The Goodbye Guys
Seeing off the astronauts is one of NASA's most prestigious jobs, and one of the most demanding.
- By Beth Dickey
- Air & Space magazine, July 2002
(Page 3 of 5)
Fifty minutes are allotted for strap-in and communications checks. Closing the hatch and pressurizing the cabin should take 30 minutes. If all goes well, about 90 minutes before liftoff, the close out crew will head for a roadblock three miles from the pad. Once in a while a radio glitch or a balky hatch latch forces them to cut it close. “We always like to get off the pad before main engine start,” jokes team leader Welty. Arriens points out that some members of the team are cross-trained, so “if the timeline gets really tight, we can basically throw people at a particular task and the job gets done right and safely.”
The crew members double as babysitters while the astronauts are waiting to enter the shuttle, when those toward the back of the line have plenty of time to meditate or make inadvertent mischief. Some astronauts opt to use the restroom on the launch tower instead of their government-issue diaper, and need help getting dressed again. “When we’re up there working, gender really doesn’t matter,” Welty offers delicately. “We do whatever we have to do to get the job done.”
While waiting to board, astronauts are confined to the 195-foot level. Because of tight timelines and the potential for disaster, corralling the crew must go smoothly. Travis Thompson (No. 1) recalls the time in 1985 when guest astronaut Prince Sultan Al-Saud of Saudi Arabia wandered off to the 215-foot level. “We looked around for him and found him up there on his mat praying [toward] Mecca,” says Thompson. “I tried to give him a little time, but I was like, ‘Hey buddy, we’ve got to go.’ Now we tell ’em point blank: ‘Don’t leave!’ ”
Small even when empty, the shuttle’s crew compartment feels like a phone booth when suited astronauts start climbing inside.
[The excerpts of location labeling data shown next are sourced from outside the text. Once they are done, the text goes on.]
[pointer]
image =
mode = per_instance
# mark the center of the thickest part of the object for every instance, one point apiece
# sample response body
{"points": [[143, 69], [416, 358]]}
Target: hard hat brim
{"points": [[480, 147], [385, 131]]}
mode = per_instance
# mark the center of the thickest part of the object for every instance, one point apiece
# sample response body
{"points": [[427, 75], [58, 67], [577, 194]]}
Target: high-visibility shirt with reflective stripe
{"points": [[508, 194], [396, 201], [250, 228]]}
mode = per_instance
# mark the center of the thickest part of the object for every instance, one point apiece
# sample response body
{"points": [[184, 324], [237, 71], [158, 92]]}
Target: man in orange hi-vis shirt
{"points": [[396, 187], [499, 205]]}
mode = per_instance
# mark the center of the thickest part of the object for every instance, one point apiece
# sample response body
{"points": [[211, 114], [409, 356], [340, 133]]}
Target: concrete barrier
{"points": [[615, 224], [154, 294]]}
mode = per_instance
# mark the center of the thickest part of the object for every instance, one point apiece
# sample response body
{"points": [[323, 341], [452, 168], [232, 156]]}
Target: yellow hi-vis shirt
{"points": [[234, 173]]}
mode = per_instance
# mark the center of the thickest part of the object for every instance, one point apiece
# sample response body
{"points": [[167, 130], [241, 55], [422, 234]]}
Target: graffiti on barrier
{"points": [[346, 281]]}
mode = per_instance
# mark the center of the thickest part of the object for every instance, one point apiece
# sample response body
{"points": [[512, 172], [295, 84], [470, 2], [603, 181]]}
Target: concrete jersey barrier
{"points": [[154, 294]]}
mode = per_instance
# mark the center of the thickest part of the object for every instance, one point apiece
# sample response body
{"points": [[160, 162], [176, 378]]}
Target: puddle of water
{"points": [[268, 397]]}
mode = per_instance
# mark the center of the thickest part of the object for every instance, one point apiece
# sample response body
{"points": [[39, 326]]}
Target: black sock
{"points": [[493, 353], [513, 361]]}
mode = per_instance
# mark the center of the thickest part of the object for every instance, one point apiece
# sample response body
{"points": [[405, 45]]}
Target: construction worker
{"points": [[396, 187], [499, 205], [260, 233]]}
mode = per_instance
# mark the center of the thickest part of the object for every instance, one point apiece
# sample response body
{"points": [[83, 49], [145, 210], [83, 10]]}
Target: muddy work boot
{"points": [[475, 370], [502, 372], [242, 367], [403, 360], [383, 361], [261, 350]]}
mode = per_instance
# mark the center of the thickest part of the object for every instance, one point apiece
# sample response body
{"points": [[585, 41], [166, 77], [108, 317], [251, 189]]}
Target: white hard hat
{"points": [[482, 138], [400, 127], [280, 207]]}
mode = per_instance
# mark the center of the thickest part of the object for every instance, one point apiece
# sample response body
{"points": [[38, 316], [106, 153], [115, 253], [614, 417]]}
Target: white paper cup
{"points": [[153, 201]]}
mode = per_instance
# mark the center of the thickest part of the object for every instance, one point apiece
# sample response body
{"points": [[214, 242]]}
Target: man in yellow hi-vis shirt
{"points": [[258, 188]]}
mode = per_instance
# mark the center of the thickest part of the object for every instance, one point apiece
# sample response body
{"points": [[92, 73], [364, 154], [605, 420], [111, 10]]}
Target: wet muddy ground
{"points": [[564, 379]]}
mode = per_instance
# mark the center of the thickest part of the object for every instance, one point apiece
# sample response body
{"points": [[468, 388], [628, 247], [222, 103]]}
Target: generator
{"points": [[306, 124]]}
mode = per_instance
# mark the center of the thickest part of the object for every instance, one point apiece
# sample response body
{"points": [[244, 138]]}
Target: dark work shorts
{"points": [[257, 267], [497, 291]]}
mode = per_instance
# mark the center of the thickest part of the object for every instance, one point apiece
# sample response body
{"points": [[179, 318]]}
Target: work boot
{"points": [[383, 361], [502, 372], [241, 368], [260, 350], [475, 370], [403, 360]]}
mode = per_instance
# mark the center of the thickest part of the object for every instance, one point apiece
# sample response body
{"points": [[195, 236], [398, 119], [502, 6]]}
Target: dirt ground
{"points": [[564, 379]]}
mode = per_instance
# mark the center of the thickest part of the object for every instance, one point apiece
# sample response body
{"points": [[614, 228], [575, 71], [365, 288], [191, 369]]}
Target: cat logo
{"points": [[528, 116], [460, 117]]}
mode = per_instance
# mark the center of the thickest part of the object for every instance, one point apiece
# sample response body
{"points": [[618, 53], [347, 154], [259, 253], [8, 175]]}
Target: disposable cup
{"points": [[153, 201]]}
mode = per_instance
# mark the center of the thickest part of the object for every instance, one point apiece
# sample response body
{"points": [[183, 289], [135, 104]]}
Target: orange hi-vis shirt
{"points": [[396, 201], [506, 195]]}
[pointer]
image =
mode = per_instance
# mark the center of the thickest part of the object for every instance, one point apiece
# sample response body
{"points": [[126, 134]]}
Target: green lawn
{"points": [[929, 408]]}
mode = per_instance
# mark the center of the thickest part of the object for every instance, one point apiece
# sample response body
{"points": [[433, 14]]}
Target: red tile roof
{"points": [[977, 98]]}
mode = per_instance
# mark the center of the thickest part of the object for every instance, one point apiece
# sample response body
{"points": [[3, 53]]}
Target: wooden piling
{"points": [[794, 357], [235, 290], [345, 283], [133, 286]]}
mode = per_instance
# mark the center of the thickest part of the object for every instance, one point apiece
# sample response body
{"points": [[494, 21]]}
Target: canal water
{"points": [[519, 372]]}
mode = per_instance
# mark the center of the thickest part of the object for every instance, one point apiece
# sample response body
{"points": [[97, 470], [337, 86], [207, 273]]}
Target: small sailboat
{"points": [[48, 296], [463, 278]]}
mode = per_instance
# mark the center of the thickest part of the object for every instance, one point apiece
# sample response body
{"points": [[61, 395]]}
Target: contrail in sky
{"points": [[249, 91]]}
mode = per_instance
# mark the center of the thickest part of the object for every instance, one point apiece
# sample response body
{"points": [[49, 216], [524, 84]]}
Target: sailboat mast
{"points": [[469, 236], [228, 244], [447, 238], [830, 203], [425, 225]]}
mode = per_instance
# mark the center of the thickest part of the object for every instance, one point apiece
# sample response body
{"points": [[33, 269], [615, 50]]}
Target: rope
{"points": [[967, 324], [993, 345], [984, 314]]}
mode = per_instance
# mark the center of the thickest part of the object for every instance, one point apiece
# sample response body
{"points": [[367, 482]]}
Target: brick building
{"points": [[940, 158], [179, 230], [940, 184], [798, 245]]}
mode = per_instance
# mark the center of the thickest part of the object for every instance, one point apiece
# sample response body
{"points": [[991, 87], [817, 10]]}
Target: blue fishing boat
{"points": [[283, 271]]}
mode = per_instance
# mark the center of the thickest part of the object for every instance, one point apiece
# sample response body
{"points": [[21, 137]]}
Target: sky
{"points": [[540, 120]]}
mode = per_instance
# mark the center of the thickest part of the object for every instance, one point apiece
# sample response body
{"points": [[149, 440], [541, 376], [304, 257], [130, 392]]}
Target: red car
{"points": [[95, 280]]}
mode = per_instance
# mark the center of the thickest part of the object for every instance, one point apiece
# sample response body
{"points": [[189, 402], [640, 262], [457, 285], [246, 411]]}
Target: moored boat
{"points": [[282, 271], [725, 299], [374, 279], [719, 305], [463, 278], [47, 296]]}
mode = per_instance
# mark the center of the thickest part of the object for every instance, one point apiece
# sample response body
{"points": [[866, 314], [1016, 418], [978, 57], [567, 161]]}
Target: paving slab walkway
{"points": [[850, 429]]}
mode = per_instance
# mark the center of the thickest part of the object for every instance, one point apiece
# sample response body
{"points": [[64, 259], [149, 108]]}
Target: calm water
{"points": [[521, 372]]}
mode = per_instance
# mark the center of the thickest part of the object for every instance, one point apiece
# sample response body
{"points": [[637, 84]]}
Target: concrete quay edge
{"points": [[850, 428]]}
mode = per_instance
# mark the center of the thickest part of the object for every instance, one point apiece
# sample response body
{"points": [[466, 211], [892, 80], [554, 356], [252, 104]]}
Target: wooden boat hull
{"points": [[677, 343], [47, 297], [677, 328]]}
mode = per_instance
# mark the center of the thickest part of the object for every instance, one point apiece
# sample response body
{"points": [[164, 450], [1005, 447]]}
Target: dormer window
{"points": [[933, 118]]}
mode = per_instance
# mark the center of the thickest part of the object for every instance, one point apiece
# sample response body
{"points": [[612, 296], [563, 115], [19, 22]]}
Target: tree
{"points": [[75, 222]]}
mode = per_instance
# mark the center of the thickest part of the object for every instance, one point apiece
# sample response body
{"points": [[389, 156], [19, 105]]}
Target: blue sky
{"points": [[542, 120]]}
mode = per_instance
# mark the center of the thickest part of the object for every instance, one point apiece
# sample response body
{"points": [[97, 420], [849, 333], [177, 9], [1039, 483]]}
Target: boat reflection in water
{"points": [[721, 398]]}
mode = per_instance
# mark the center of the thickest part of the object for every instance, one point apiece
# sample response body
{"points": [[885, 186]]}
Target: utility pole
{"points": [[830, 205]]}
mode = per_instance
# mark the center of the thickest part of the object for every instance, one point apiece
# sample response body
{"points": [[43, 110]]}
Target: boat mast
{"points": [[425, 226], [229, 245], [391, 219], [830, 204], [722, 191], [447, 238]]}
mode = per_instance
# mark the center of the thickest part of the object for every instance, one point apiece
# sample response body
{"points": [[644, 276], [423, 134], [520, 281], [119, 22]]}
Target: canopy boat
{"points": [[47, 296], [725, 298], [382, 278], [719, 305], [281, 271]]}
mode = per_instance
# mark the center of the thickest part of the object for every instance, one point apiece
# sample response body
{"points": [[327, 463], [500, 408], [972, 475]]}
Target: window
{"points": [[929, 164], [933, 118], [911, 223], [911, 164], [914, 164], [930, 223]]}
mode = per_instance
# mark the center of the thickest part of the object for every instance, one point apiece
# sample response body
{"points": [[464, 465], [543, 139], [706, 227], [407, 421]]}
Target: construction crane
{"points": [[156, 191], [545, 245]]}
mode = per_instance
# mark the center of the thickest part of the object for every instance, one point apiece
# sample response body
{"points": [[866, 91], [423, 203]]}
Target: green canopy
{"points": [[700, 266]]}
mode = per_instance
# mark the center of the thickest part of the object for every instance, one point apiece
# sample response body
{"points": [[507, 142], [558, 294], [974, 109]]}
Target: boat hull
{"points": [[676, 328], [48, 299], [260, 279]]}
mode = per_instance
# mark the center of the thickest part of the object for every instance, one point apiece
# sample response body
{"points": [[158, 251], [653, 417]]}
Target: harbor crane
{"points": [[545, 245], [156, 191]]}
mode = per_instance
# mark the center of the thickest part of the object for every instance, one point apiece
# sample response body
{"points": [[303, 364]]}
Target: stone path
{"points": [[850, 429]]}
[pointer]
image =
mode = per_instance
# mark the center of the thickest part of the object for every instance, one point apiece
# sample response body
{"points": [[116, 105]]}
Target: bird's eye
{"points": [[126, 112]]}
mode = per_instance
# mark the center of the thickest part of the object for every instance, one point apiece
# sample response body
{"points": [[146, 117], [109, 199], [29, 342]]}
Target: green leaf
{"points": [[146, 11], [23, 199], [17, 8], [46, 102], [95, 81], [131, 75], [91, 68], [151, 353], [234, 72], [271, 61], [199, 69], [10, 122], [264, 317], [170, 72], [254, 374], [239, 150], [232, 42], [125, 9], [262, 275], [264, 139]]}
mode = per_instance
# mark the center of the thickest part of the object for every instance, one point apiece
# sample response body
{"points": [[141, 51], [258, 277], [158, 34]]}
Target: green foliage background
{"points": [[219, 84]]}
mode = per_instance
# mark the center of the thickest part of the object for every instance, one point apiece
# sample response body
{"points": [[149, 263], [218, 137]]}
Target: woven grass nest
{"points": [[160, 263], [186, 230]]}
It can be an emotional as well as a busy time. Arriens recalls one of six-time shuttle veteran Story Musgrave’s launches. “He was on the flight deck, and I was in one of the access ports. He reaches out and grabs me and pulls me in and says, ‘Thanks.’ That meant a lot to me. I said, ‘I’ll see you when you get back.’ ”
As the strapped-in astronauts check communications with the launch and mission control centers, two of the orbiter mechanics inspect, close, and pressurize the hatch, while the quality control crew member watches over their shoulders. The slightest nick or ding on a seal around the hatch could cause a show-stopping air leak when the cabin is pressurized for flight. The hatch is locked with a big T-shaped key. To watch the locks engage, the mechanics poke a little mirror, like the ones dentists use, into a hatch pressurization port. Arriens modified another mirror for just this purpose.
If you do this delicate procedure incorrectly, he warns, “you’re going to end up taking the hatch apart to get [the key] out.” No one wants to become famous, like the close out crew for Challenger’s doomed January 1986 flight. The hatch didn’t lock properly for the first of two launch attempts. Countdown time ran out while mechanics sawed off the key and drilled out a broken fastener. Although the incident had no bearing on the launch accident the following day, memories of that flight are so painful that close out crew veterans still refuse to talk about it.
Once the cabin is pressurized and checked for leaks, the last couple of insulating thermal tiles are attached to the orbiter near the hatch and the close out crew heads for cover. The job of greeting the astronauts’ families in the control center after launch customarily falls to fellow astronaut No. 2. It’s considered an honor to do so without a name tag, because the lack of one means the shuttle crew has just carried yours into orbit. Greg Johnson’s went to the International Space Station with commander Kent Rominger and the crew of STS-100 in April of last year. Johnson recalls: “As I shook his hand and said a final goodbye, he grabbed my name tag and looked at it, then he stuck it up on the Velcro on the flight deck.”
Altogether, about 30 men and women from NASA and United Space Alliance belong to the select close out crew. When not working with astronauts in practice sessions or on actual launch countdowns, they have regular duties either at the Cape or in Houston. All of them are volunteers, and they get no extra hazard pay.